Crédits photo : Jeune Afrique /

Au Niger, le verdict est tombé vendredi 21 novembre 2025 au tribunal de grande instance de Niamey contre Serge Mathurin Adou. Il purge désormais une peine de deux ans de prison ferme. Le journaliste nigéro-ivoirien a été reconnu coupable d’atteinte à la sûreté de l’État dans une affaire de tentative de déstabilisation visant le régime du capitaine Ibrahim Traoré au Burkina Faso.

La décision a été prise à l’unanimité. Les trois juges professionnels et les deux jurés présents dans la chambre criminelle ont tous convergé vers cette sanction, rapporte le quotidien privé nigérien L’Enquêteur ce lundi. Enfin, après des mois d’attente dans une prison de province, le sort du journaliste se clarifie. Sa famille et ses proches peuvent au moins fixer une échéance, même si elle reste douloureuse.

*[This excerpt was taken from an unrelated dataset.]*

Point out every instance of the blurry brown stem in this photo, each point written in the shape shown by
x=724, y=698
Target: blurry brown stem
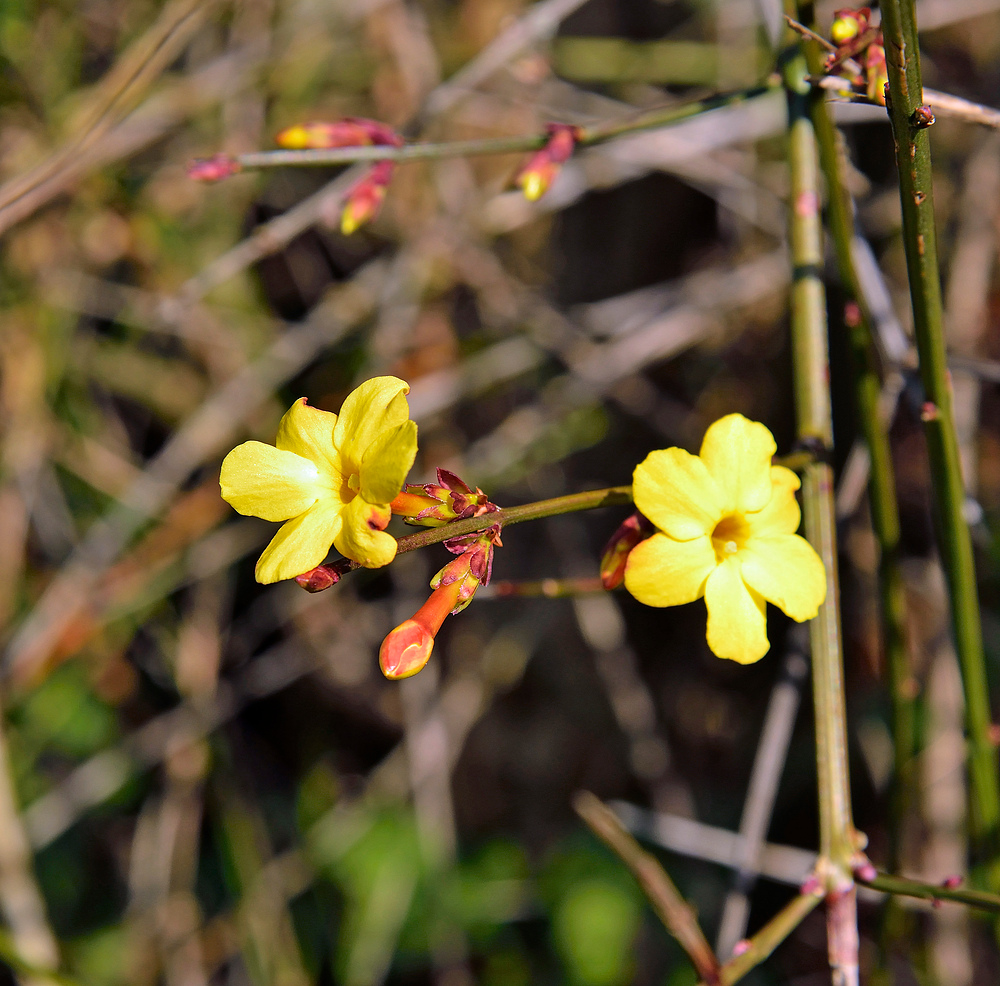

L’histoire débute le 1er septembre 2024. Ce jour-là, Serge Mathurin Adou prévient son épouse qu’il doit répondre à une convocation de la police. Puis plus rien. Le journaliste disparaît dans les méandres de l’appareil sécuritaire nigérien. Pendant plusieurs semaines, ses proches restent sans nouvelles, ignorant s’il est détenu, blessé ou mort. Cette absence forcée prend fin le 11 novembre lorsque la justice nigérienne l’inculpe officiellement et le transfère à la prison civile de Birni N’Gaouré, située à une centaine de kilomètres au sud-ouest de Niamey.

Entre-temps, les accusations se précisent depuis Ouagadougou. Fin septembre, Mahamadou Sana, ministre burkinabè de la Sécurité, pointe du doigt le journaliste. Ce dernier aurait participé à un vaste complot visant à renverser les autorités militaires burkinabè. Le ministre évoque « plusieurs tentatives de déstabilisation » dans lesquelles Adou aurait joué un rôle. Le Burkina Faso, associé au Niger et au Mali au sein de l’Alliance des États du Sahel, vit sous la menace permanente de complots réels ou supposés.

Victor Akpro Akessé, consul honoraire de Côte d’Ivoire au Niger, suit le dossier depuis le début. Il a pu rendre visite au journaliste en détention et confirme que celui-ci se porte relativement bien, compte tenu des circonstances. Abidjan a mandaté un cabinet d’avocats pour assurer la défense de son ressortissant. Le diplomate exprime toutefois une crainte : celle d’un éventuel transfert vers le Burkina Faso, où le sort du journaliste pourrait s’aggraver considérablement.

Les relations diplomatiques entre la Côte d’Ivoire et son voisin burkinabè traversent une zone de turbulences depuis septembre 2022. Le coup d’État qui a porté Ibrahim Traoré au pouvoir a refroidi les contacts entre les deux capitales. Bref, le contexte politique régional pèse lourdement sur cette affaire judiciaire. Reporters sans Frontières signale d’ailleurs que plusieurs professionnels des médias ont disparu ou ont été contraints de servir l’armée burkinabè ces derniers mois.

Serge Mathurin Adou réside au Niger depuis une vingtaine d’années. Il a exercé son métier de journaliste notamment à Canal 3, une télévision privée de Niamey. L’homme connaît bien la sous-région sahélienne, ses codes, ses tensions. Cette connaissance du terrain ne l’a pas protégé des soupçons des autorités militaires. La sentence de deux ans ferme met provisoirement fin à l’incertitude judiciaire. Reste maintenant à savoir si le journaliste purgera l’intégralité de sa peine au Niger ou s’il sera rapatrié vers la Côte d’Ivoire après une éventuelle négociation diplomatique.